To Bridge or Not to Bridge: Perioperative Anticoagulation Bridging Risks, Guidelines, and Strategies in Hospitalized Patients
06/12/2025 | 34min
In this episode of Hospital Medicine Unplugged, we hit the brakes on routine bridging—who actually needs LMWH/UFH when you stop warfarin, and who is safer with no bridge at all? We start by nailing the definition: bridging = temporarily swapping a long-acting oral anticoagulant (usually warfarin) for short-acting heparin (UFH/LMWH) during interruptions for procedures or bleeding.
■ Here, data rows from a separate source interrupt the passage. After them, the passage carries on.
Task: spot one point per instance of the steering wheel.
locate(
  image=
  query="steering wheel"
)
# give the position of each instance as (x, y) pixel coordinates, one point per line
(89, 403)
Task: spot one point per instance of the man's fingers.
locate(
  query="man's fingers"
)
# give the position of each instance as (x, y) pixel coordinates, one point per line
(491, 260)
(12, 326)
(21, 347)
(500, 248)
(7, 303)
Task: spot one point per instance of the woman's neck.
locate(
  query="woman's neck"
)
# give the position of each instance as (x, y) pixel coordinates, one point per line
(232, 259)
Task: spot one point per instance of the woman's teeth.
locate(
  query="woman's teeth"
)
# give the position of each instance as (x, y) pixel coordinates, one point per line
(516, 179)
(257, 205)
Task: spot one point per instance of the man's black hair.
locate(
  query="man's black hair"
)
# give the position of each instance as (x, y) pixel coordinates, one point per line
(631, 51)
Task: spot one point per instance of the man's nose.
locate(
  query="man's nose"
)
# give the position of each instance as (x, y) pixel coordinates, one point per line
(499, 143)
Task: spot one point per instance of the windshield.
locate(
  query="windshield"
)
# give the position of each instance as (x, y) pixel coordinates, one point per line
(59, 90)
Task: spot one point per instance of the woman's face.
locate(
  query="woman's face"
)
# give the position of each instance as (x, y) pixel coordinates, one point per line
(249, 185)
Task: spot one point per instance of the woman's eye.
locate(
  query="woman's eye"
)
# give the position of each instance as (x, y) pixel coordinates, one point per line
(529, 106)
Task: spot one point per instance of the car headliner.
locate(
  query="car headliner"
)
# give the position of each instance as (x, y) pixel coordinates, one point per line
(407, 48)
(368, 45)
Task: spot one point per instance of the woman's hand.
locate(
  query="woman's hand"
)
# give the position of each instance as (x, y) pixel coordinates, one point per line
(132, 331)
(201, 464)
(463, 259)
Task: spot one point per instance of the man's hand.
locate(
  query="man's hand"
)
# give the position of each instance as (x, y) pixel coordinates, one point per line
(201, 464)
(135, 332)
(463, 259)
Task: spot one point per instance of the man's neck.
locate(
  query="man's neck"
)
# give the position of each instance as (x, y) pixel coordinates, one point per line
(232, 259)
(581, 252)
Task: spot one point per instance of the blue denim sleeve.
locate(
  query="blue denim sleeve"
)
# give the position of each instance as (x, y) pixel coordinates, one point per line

Then we zoom out to the core tension: tiny peri-procedural thromboembolic risk vs a 3–4× jump in major bleeding with bridging. We walk through thromboembolic risk stratification—AF with CHA₂DS₂-VASc, recent VTE timing, mechanical valves, and severe thrombophilia—and pair it with procedure and patient bleeding risk (neurosurgery vs dental work, HAS-BLED factors, renal/liver disease, prior bleeds). Then comes the evidence gut-punch: BRIDGE: in AF on warfarin, no reduction in thromboembolism, but major bleeding triples with LMWH bridging. Meta-analyses: no thrombotic benefit, big bleeding signal across mixed AF/VTE/mechanical valve cohorts. PAUSE & DOAC data: rapid onset/offset means DOACs almost never need bridging. From there we carve out the true bridging exceptions—the “maybe yes” group: • Mechanical mitral or older-generation mechanical valves • Very recent (<3 months) VTE or stroke/systemic embolism • Severe thrombophilia or high-risk cancer-associated VTE Everywhere else, guidelines increasingly say: “Don’t bridge.” Most AF, remote VTE, bileaflet mechanical AVR without extra risk factors, and all DOAC-treated patients go down a simple interrupt-and-restart pathway instead of heparin drips and syringes. We close with a practical, ward-ready playbook: • Step 1: Classify thromboembolic risk (AF/VTE/valve). • Step 2: Classify procedure + patient bleeding risk. • Step 3: If DOAC → timed hold based on drug + kidney function, no bridge. • Step 4: If warfarin and truly very high thrombotic risk → consider LMWH/UFH, but delay/avoid post-op therapeutic dosing when bleeding risk is high. • Step 5: Use prophylactic-dose LMWH as VTE prophylaxis, not as a stealth “mini-bridge.” By the end, you’ll have a clean mental algorithm for “bridge vs no bridge” that lines up with ACCP, AHA/ACC, and AF guidelines—less bleeding, same stroke protection, and far fewer unnecessary heparin shots.